0

Script:

#include <stdio.h>
#include <stdlib.h>

char inn[100];

int main()
{

    inn='EEE';

    if(strcmp(inn,"EEE") == 0){
    printf("ok");
    }

}

Compile Error:

gcc test.c -o test

test.c: In function ‘main’:
test.c:9:9: warning: multi-character character constant [-Wmultichar]
     inn='EEE';
         ^
test.c:9:8: error: incompatible types when assigning to type ‘char[100]’ from type ‘int’
     inn='EEE';

What is the solution ?

Should I change my top declaration or should I do something differently elsewhere ?
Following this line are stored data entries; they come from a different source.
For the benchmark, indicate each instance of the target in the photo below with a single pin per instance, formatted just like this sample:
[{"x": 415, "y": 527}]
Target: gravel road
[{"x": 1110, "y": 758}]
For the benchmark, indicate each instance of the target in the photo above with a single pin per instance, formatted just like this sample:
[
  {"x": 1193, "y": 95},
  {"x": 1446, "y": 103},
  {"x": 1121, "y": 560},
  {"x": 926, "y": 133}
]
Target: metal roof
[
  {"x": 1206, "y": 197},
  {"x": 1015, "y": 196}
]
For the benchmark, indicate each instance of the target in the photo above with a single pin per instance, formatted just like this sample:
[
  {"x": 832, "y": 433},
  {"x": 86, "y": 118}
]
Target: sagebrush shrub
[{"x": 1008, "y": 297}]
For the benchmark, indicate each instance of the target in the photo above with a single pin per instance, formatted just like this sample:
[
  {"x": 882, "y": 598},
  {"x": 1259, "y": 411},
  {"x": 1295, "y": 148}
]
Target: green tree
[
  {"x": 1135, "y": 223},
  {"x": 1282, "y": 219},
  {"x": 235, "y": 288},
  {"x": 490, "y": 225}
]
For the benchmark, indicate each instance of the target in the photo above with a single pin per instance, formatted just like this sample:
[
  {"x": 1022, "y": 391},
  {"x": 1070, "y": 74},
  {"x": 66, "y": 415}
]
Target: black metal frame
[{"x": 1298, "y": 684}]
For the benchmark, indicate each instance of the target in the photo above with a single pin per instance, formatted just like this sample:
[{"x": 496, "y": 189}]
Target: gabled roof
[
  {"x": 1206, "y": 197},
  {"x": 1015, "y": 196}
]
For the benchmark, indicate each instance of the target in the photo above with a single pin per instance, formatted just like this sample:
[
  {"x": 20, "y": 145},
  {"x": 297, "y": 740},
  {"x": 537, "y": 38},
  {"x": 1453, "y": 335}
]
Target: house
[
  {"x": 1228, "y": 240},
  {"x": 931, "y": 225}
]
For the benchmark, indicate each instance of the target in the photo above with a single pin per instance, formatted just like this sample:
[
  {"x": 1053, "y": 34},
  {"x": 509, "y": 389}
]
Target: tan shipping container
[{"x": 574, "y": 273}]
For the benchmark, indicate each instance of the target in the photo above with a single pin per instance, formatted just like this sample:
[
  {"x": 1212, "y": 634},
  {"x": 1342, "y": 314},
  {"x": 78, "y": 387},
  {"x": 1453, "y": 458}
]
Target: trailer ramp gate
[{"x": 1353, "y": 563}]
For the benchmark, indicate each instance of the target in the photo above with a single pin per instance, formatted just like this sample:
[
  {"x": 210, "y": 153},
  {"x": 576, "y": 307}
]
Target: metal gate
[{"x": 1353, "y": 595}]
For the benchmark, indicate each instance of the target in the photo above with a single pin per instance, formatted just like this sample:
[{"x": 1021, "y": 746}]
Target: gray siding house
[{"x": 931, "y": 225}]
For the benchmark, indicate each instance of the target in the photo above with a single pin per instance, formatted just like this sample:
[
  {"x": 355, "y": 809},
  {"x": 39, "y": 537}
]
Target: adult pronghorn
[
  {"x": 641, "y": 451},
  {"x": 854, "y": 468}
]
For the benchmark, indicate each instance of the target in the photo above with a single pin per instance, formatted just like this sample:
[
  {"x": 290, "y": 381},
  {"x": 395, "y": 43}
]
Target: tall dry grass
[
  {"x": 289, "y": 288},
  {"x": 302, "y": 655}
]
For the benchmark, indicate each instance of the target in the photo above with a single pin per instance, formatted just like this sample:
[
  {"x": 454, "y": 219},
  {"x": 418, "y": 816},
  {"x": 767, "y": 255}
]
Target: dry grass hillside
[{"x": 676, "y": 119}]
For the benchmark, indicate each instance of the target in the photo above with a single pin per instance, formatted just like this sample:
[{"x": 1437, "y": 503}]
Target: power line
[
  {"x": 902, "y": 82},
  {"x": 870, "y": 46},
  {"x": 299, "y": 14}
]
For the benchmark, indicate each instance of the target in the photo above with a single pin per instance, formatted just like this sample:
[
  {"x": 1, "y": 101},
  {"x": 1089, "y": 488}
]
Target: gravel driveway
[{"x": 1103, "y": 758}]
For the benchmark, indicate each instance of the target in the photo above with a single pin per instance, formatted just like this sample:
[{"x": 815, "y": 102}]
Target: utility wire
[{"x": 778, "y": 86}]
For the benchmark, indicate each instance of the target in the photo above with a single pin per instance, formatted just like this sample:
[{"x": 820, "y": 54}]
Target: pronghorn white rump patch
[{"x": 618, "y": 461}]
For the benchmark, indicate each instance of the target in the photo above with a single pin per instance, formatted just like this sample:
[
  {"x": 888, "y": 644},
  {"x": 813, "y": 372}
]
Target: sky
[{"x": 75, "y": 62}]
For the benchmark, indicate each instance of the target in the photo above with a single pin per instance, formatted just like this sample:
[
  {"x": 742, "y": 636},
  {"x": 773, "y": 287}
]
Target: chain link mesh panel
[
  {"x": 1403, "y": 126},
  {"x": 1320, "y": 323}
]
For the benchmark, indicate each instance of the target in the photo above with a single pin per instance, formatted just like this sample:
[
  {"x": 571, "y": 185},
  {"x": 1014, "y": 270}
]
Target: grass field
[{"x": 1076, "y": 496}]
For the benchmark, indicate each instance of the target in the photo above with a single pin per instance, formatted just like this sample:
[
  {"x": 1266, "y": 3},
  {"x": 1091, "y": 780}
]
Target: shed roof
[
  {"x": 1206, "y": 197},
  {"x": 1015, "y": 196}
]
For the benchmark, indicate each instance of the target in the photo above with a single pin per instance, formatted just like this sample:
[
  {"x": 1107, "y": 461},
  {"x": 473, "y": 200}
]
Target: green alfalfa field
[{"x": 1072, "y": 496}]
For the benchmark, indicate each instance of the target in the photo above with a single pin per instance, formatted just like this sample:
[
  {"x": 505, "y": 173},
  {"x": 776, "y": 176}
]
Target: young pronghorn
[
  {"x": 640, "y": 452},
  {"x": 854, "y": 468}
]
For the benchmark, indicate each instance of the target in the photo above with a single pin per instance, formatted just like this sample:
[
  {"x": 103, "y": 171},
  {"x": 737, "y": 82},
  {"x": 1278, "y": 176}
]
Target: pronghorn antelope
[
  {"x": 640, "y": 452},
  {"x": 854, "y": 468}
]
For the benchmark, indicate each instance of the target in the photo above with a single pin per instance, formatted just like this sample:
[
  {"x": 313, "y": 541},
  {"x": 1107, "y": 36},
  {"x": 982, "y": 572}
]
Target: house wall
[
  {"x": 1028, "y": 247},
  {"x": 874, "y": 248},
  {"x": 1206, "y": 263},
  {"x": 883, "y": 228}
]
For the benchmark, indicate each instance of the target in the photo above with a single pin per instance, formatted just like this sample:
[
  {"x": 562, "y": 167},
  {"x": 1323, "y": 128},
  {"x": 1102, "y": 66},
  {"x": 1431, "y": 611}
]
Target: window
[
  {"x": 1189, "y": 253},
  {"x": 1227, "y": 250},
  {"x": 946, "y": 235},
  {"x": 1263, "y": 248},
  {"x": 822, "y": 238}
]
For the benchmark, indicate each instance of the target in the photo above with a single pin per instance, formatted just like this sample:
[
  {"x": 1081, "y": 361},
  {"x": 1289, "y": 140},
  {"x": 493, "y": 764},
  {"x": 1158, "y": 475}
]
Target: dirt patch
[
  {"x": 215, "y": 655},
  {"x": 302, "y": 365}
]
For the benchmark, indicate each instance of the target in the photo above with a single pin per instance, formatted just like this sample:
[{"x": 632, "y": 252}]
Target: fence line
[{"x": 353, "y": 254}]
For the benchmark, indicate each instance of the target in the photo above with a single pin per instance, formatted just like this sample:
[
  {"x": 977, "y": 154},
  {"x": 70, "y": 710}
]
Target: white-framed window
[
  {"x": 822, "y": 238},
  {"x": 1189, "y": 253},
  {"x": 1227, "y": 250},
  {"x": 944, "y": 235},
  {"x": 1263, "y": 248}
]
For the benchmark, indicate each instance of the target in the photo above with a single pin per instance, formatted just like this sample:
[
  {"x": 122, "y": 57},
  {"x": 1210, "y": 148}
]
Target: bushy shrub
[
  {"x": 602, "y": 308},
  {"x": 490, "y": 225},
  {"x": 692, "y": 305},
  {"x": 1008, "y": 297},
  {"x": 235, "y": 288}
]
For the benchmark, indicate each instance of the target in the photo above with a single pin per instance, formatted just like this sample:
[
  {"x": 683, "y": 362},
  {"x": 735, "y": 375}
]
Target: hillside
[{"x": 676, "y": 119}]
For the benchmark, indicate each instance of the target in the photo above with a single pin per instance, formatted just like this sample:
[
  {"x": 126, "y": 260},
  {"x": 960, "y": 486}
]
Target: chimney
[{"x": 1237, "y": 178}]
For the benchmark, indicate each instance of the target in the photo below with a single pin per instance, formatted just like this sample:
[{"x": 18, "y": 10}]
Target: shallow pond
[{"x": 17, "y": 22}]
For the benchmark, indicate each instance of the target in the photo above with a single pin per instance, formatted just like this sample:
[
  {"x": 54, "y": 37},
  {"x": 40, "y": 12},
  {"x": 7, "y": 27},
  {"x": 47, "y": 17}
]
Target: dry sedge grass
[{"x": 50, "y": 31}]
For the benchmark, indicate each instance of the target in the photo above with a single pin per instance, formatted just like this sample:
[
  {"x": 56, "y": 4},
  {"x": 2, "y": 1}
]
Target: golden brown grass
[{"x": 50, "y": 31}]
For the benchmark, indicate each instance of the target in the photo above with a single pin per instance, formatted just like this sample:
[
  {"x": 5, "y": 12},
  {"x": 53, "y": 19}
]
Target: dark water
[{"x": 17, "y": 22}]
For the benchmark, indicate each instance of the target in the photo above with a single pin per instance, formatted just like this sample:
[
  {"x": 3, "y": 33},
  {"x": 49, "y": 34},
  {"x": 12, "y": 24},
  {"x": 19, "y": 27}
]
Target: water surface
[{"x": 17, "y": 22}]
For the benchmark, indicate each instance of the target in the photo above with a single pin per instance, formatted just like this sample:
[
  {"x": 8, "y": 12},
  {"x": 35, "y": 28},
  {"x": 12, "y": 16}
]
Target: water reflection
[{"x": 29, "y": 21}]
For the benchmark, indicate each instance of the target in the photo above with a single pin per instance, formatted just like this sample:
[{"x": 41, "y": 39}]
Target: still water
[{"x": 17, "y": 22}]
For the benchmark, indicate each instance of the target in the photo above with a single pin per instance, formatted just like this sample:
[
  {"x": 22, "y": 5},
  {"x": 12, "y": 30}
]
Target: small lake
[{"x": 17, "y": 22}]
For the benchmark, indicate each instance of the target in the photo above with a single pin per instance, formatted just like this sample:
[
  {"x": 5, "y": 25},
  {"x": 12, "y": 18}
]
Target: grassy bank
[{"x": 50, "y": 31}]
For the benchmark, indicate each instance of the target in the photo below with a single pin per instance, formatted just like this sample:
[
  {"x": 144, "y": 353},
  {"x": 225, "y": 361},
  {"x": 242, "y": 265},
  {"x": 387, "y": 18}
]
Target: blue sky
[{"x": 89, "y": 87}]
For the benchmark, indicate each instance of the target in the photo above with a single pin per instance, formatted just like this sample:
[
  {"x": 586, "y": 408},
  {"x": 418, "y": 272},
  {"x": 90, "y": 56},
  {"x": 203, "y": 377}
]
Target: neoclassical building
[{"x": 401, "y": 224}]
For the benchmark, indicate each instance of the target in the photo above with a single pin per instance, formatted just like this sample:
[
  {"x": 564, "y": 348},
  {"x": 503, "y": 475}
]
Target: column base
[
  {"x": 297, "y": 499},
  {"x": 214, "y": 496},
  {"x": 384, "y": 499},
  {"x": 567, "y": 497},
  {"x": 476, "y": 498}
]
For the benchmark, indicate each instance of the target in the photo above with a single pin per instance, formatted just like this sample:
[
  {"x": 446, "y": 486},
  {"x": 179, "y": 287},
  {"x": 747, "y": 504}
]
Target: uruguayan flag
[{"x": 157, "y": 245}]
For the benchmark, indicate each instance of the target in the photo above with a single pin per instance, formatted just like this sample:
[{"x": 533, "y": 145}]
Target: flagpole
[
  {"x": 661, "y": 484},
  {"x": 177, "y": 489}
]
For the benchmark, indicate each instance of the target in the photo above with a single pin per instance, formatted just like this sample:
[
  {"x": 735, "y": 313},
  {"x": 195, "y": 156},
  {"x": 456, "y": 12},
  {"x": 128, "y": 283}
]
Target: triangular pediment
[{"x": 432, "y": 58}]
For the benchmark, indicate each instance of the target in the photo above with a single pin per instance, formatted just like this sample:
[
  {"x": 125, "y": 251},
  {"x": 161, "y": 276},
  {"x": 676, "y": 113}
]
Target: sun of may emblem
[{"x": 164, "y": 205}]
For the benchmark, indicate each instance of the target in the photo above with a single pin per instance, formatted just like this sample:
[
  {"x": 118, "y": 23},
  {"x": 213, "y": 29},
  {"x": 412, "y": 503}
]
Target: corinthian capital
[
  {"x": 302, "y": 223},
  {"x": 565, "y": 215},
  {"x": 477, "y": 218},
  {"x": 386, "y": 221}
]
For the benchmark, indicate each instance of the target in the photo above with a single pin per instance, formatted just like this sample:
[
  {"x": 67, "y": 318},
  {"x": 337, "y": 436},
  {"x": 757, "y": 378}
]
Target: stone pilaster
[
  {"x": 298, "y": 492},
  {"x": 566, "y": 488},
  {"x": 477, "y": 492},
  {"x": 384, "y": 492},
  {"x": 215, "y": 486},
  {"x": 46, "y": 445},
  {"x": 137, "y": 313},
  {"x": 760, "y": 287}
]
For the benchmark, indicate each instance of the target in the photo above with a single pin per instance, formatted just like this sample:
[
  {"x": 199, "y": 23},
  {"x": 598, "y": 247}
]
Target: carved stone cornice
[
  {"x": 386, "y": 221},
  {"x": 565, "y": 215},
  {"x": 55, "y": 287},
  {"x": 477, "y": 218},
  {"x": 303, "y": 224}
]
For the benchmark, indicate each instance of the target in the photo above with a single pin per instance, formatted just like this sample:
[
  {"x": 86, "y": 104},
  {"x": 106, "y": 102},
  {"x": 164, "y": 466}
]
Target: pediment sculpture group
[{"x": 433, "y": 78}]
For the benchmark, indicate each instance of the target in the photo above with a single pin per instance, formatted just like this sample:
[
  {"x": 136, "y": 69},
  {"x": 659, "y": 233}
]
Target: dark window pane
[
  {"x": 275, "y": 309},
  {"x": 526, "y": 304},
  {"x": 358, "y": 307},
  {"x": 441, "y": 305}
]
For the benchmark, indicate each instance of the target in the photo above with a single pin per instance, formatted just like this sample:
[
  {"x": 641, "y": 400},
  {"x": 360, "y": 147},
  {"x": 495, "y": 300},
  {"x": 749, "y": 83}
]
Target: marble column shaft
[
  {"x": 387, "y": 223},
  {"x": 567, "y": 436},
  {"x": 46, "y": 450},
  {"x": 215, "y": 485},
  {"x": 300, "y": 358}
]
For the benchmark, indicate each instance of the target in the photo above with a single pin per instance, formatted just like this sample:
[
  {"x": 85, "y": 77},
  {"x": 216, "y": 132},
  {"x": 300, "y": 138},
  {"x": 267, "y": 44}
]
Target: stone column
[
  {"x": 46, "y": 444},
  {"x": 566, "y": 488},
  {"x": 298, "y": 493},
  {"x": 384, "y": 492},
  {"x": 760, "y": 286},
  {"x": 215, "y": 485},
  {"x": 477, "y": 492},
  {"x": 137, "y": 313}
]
  • The delimiters `'` and '`' around some value denotes the value as a character constant. But a character constant can only consist of 1 character. The remainder is ignored or flagged as a warning. – Paul Ogilvie Feb 16 '17 at 13:14
  • 1) Arrays cannot be assigned, 2) string literals need to use `"`, not `'`s. – Sourav Ghosh Feb 16 '17 at 13:15

1 Answers1

2

single quotes are invalid in C for string. They can only be used for single char.

To set "EEE" string to inn variable, use strcpy function:

strcpy(inn, "EEE");

#include <stdio.h>
#include <stdlib.h>
#include <string.h>

char inn[100];
int main() {
    //In C, you have to manually copy string
    strcpy(inn, "EEE"); 
    if (strcmp(inn,"EEE") == 0){
        printf("ok");
    }
}

Remember to include string.h library too.